Gentrification, often used to spur economic development, increases residential stock and property values but displaces low-income homeowners and renters. When big-box stores stimulate economic growth, they often drive out small businesses.
As a solution, Prince proposed a focus on small businesses and enterprises.
“We’ve begun to establish a knowledgeable economic development team willing to cooperate with properly vetted legitimate investors and entrepreneurs. We will encourage local financial institutions to bond viable and micro business enterprises. We will aggressively market this city with the Regional Development Authority to target enterprises compatible with our requirements and our goals,” said Prince. “To be realistic, turning this city around won’t happen overnight. But, as I said earlier, if we’re all prepared to join in, I believe that we can begin to realize immediate successes.”

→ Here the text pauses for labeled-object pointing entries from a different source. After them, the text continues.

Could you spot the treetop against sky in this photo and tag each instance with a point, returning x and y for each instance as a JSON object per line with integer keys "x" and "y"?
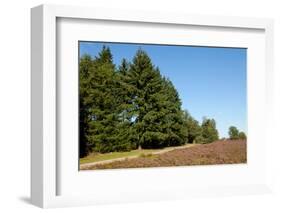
{"x": 210, "y": 81}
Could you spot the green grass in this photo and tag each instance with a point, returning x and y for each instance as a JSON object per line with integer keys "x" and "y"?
{"x": 96, "y": 157}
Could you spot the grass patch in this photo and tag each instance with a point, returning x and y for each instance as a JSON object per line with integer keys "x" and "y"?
{"x": 95, "y": 157}
{"x": 146, "y": 153}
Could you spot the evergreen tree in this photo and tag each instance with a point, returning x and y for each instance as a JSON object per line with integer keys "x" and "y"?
{"x": 233, "y": 133}
{"x": 193, "y": 128}
{"x": 242, "y": 136}
{"x": 85, "y": 68}
{"x": 103, "y": 130}
{"x": 155, "y": 105}
{"x": 209, "y": 132}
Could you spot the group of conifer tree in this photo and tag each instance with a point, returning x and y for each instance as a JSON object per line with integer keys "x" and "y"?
{"x": 132, "y": 107}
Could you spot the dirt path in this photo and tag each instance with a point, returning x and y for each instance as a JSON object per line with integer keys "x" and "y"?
{"x": 87, "y": 165}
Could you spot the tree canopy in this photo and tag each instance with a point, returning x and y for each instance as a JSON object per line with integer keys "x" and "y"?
{"x": 132, "y": 106}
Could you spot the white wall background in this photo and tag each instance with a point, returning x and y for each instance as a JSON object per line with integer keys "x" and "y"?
{"x": 15, "y": 104}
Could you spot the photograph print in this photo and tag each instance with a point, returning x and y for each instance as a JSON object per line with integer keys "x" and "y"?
{"x": 150, "y": 105}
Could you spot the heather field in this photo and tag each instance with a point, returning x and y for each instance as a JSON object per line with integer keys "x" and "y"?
{"x": 218, "y": 152}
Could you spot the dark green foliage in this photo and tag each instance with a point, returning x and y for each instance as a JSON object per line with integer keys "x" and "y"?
{"x": 193, "y": 128}
{"x": 233, "y": 133}
{"x": 242, "y": 136}
{"x": 209, "y": 132}
{"x": 133, "y": 106}
{"x": 155, "y": 105}
{"x": 85, "y": 67}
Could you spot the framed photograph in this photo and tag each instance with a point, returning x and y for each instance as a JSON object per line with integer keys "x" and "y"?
{"x": 131, "y": 106}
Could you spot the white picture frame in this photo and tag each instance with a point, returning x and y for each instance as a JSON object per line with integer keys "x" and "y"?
{"x": 46, "y": 162}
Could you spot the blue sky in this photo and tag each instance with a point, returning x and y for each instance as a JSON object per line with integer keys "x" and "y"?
{"x": 211, "y": 81}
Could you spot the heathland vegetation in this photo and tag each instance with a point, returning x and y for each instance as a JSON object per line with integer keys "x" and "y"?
{"x": 133, "y": 107}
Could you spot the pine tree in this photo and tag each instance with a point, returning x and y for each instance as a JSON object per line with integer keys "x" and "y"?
{"x": 193, "y": 127}
{"x": 85, "y": 68}
{"x": 155, "y": 105}
{"x": 209, "y": 131}
{"x": 103, "y": 131}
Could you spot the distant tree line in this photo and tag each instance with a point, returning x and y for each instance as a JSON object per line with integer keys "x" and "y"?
{"x": 132, "y": 106}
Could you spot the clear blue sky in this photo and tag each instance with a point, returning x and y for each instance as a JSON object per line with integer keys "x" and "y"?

Representative Earl Harris expressed enthusiasm about Gary’s economic development noting, “I’m looking forward to working with the new mayor and the new administration. I’m actually carrying a piece of legislation that the mayor and I met about a few months ago to advance what’s going on in Gary, really aimed at advancing what Gary can do with the Lakefront.”
Many believe 2020 will bring new hope and a clear vision for Gary.
“I think that the city is going to see a progression. I’m looking forward to thinking outside of the box and working together collectively because that is what is going to take us to the next level,” said newly elected Councilwoman Tai Adkins.
Gary investor and attorney Sabrina Haake said, “Adjustments may not always be easy, but the promise of Gary’s reward will be worth the effort. I think 2020 is going to be Gary’s year.”
Prince talked about plans to glean from the success of the neighboring cities when he takes office in the new year.
Prince said he is eager and excited about getting to work in City Hall standing on the shoulders of former Mayor Richard G. Hatcher and supported by citizens anxious to see the city’s new vision realized.